You'll need to tell Nginx to forward to the web server. Something like:
server { listen 80; server_name gn2-fallback.genenetwork.org; access_log /var/log/nginx/gn2-danny-access.log; error_log /var/log/nginx/gn2-danny-error.log; location / { proxy_pass http://127.0.0.1:5000/; proxy_redirect off; proxy_set_header Host $host; proxy_set_header X-Real-IP $remote_addr; proxy_set_header X-Forwarded-For $proxy_add_x_forwarded_for; client_max_body_size 8050m; proxy_read_timeout 300; proxy_connect_timeout 300; proxy_send_timeout 300; } }
Without gn3 the menu will not show on the main page and you see 'There was an error retrieving and setting the menu. Try again later.'
GN3 is a separate REST server that has its own dependencies. A bit confusingly it is also a Python module dependency for GN2. So we need to set up both 'routes'.

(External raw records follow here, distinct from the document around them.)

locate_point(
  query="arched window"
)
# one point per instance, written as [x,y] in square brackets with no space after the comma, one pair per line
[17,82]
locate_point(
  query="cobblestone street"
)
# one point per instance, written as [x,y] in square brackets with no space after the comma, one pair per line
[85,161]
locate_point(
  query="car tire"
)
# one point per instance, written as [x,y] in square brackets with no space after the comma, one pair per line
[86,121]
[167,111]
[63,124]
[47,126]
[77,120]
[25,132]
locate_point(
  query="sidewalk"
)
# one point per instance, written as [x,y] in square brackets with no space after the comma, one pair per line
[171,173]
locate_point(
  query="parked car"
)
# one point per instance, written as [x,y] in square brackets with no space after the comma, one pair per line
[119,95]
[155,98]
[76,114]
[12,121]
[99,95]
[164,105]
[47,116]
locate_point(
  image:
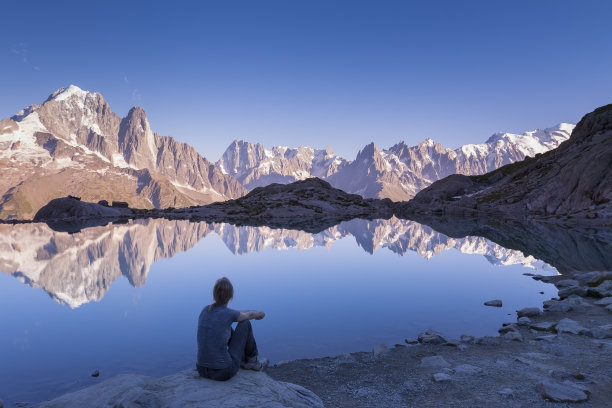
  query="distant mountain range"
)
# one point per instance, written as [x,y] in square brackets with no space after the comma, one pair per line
[74,144]
[79,268]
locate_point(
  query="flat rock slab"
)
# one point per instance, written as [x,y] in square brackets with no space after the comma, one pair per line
[605,301]
[529,312]
[188,389]
[562,392]
[543,326]
[569,326]
[434,362]
[441,377]
[431,337]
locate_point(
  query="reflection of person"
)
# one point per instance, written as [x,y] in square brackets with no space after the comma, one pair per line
[221,350]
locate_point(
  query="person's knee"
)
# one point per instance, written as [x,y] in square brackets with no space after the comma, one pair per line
[243,325]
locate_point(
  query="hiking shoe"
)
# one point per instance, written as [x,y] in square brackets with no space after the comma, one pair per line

First checkout the genenetwork3 repo as gn2 user
su gn2 cd /home/gn2 mkdir -p gn3_production cd gn3_production git clone https://github.com/genenetwork/genenetwork3.git
Check the genenetwork3 README for latest instructions on starting the service as a Guix container. Typically
guix shell -C --network --expose=$HOME/production/genotype_files/ -Df guix.scm
where genotype_files is the dir you installed earlier.
Run it with, for example
export FLASK_APP="main.py" flask run --port=8081
I.e., the same port as GN2 expects in gn2_settings.py. Test with
curl localhost:8081/api/version "1.0"
Next set up the external API with nginx by adding the following path to above definition:
location /gn3 { rewrite /gn3/(.*) /$1 break; proxy_pass http://127.0.0.1:8081/; proxy_redirect off; proxy_set_header Host $host; }
and if DNS is correct you should get
curl gn2-fallback.genenetwork.org/gn3/api/version "1.0"
To generate the main menu the server does a request to
$.ajax(gn_server_url +'api/menu/generate/json. On production that is
https://genenetwork.org/api3/api/menu/generate/json which is actually gn3(!)
curl http://gn2-fallback.genenetwork.org/gn3/api/menu/generate/json
If this gives an error check the gn3 output log.
Perhaps obviously, on a production server GN3 should be running as a proper service.
There is another GN3 service that resolves wikidata Gene aliases
su gn2 cd ~/gn3_production git clone https://github.com/genenetwork/gn3.git
follow the instructions in the README and you should get
curl localhost:8000/gene/aliases/Shh ["Hx","ShhNC","9530036O11Rik","Dsh","Hhg1","Hxl3","M100081","ShhNC"]
The proxy also needs to run.
su gn2 cd ~/gn3_production git clone https://github.com/genenetwork/gn-proxy.git
See README
Check the server log for errors from the server. There should be one in /home/gn2/production/tmp/. For example you may see
ERROR:wqflask:404: Not Found: 7:20AM UTC Aug 20, 2022: http://gn2-fallback.genenetwork.org/api/api/menu/generate/json
pointing out the setting in gn2_settings.py is wrong.
Use the console bar of the browse to see what JS error you get.
If you get CORS errors it is because you are using a server that is not genenetwork.org and this is usually a configuration issue.